La situation des prisonnières politiques est également connue. L’activiste Nilar Thein, notamment, a évoqué la façon dont les choses se passait lors de sa détention : « Lorsque U Win Myint était le responsable de la prison, les prisonniers condamnés pour viol étaient détenus à proximité du bâtiment des femmes. […] Ces prisonniers, comme le personnel de la prison, venaient se rincer l’œil lorsque nous faisions notre toilette. »*

Les organisations de femmes birmanes insistent toutefois sur le fait que les violences sexuelles ne sont pas en Birmanie le fruit de la seule armée gouvernementale. Elles évoquent plus largement la nécessité de faire évoluer les mœurs de l’ensemble d’une société. En cas de viol, on blâmera souvent la victime d’être sortie seule ou l’on s’intéressera à ce qu’elle portait ce jour-là.

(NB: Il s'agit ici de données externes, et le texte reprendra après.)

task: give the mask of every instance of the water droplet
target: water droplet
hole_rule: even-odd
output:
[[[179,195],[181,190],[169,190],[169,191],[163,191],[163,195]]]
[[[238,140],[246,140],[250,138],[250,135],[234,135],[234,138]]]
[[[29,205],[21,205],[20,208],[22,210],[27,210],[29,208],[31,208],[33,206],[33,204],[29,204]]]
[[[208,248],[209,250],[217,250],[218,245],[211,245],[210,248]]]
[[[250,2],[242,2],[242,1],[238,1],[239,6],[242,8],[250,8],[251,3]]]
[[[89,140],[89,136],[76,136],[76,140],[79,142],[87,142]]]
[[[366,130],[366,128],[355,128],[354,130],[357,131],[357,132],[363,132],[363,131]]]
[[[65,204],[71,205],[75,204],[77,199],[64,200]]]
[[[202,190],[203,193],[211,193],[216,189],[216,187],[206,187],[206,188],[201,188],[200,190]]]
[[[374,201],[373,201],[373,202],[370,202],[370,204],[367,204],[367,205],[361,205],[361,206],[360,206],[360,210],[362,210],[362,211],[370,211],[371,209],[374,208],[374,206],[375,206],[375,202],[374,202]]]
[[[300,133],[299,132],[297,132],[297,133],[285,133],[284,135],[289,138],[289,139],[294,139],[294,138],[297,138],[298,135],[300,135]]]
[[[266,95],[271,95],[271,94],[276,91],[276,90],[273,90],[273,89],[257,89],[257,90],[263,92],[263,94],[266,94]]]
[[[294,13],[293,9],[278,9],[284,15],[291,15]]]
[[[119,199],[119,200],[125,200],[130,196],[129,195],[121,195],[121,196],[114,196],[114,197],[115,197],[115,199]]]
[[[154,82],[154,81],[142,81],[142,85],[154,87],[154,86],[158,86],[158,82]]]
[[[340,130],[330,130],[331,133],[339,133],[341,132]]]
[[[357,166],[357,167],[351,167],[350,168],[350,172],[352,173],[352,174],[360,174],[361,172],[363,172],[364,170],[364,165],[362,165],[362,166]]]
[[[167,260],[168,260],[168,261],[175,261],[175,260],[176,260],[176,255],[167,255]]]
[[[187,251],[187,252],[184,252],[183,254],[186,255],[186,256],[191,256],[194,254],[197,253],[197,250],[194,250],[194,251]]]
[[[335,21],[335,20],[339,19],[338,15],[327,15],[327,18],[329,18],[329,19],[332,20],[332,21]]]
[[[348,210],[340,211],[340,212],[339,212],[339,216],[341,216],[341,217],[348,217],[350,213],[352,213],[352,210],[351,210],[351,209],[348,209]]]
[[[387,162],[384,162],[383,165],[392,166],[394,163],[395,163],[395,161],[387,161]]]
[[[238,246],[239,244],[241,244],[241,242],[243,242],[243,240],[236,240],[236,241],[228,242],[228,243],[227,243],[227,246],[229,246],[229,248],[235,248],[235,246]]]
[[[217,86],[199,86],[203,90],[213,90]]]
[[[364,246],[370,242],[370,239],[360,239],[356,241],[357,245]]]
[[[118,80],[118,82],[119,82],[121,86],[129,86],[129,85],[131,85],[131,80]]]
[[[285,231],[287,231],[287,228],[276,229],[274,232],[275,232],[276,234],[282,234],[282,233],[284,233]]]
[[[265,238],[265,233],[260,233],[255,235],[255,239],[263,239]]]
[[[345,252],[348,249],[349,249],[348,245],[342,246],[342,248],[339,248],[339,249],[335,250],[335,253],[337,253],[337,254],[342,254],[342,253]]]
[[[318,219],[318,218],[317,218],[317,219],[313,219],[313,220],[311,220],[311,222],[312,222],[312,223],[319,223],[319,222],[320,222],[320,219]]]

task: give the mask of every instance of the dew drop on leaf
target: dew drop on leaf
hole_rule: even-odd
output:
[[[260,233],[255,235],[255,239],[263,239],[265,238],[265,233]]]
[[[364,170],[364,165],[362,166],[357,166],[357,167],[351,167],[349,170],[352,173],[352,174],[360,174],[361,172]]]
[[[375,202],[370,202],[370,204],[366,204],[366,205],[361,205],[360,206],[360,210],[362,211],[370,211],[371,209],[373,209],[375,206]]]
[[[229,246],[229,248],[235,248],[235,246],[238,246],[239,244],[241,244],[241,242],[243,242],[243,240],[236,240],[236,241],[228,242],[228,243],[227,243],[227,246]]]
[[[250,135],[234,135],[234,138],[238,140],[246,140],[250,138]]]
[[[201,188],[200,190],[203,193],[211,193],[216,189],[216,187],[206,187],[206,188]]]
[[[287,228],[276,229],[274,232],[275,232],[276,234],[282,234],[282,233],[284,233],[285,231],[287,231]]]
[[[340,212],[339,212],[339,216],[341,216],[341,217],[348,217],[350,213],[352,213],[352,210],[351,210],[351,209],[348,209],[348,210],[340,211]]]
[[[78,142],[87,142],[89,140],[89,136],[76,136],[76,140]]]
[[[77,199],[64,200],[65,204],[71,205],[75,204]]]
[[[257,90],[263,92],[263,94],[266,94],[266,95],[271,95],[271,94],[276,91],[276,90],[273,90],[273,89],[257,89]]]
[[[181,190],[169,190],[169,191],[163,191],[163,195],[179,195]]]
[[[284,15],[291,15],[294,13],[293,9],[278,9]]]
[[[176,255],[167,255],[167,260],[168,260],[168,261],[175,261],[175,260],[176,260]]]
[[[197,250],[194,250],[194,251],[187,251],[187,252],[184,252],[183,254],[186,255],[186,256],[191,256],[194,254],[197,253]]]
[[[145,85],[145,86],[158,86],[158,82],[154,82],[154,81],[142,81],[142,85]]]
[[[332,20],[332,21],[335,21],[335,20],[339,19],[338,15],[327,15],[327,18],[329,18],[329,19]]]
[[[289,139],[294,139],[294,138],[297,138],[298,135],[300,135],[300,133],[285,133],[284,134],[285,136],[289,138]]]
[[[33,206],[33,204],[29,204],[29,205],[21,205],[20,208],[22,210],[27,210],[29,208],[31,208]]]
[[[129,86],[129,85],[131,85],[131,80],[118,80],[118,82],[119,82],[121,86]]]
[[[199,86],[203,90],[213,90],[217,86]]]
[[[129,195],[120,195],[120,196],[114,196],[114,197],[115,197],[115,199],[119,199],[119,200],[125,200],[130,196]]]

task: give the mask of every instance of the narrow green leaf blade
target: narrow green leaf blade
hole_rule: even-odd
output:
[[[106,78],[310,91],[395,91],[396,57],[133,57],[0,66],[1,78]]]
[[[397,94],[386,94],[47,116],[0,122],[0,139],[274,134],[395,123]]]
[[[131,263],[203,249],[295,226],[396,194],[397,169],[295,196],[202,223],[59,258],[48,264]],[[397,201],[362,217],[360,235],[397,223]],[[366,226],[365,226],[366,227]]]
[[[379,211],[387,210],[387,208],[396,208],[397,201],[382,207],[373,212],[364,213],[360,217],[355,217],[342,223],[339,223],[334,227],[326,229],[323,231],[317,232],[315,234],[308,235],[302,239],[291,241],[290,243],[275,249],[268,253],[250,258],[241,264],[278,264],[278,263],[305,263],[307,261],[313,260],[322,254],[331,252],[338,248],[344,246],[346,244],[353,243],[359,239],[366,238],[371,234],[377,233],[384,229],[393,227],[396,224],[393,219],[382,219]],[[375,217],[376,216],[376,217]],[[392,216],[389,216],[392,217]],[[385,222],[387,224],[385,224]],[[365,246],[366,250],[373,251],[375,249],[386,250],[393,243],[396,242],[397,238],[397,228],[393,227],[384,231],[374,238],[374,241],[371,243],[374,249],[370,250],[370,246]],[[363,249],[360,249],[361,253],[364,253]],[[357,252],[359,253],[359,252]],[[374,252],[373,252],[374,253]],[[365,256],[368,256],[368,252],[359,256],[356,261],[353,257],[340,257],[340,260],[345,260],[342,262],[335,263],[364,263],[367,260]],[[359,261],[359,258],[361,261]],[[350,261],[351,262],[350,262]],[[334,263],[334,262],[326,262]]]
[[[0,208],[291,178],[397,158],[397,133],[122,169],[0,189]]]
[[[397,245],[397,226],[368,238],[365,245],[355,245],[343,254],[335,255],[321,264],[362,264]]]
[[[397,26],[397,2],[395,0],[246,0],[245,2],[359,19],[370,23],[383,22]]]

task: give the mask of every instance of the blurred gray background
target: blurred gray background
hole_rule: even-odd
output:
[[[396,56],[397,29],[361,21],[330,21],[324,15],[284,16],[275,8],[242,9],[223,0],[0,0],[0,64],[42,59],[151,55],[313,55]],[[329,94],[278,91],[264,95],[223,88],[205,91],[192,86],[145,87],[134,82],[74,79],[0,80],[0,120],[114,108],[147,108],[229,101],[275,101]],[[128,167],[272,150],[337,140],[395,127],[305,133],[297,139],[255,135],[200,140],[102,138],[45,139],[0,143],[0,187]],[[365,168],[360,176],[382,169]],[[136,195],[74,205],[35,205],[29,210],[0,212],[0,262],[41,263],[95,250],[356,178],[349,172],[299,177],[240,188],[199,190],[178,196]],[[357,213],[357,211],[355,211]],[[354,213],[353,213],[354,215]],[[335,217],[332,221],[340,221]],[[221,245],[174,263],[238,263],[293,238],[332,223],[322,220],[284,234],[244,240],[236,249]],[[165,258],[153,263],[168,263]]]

SOUTENIR LES BIRMANES CONTRE LE PUTSCH

L’activiste Esther Wah évoque les femmes de différentes professions qui ont pris part à la contestation de ces derniers mois : « Nous n’avons pas le choix. Nous savons ce qu’implique ce règne militaire patriarcal et autoritaire pour les femmes du pays ; la tyrannie exercée sur les corps féminins est insupportable. » Le danger, précise-t-elle encore, est constant pour une femme se trouvant dans l’espace public*.

Esther Wah note cependant que le récent Gouvernement d’unité nationale (NUG) formé à l’initiative de parlementaires ayant échappé aux arrestations accorde plus de place aux femmes que les gouvernements antérieurs. Le NUG, qui dispute aux militaires putschistes leur droit à représenter le pays, compte parmi ses ministres une militante de la Ligue nationale pour la démocratie d’Aung San Suu Kyi, Zin Mar Aung, en charge des affaires étrangères. Un tiers de ce gouvernement alternatif est par ailleurs composé de femmes.

À cet égard comme à d’autres (les ministères et secrétariats d’État sont également partagés entre membres du groupe social dominant birman et membres des minorités nationales), le NUG constitue, malgré ses insuffisances, un espoir pour l’avenir de la Birmanie. Or ce mois de septembre 2021 est marqué par l’approche d’une échéance cruciale : la reconnaissance ou non du NUG comme institution légitime pour représenter la Birmanie par l’Assemblée générale des Nations unies.

La France, disons-le clairement, doit absolument soutenir cette reconnaissance. Elle constituerait pour les militaires putschistes de Birmanie un revers cuisant. Et signifierait, entre autres, la possibilité d’un avenir meilleur pour les femmes de ce pays.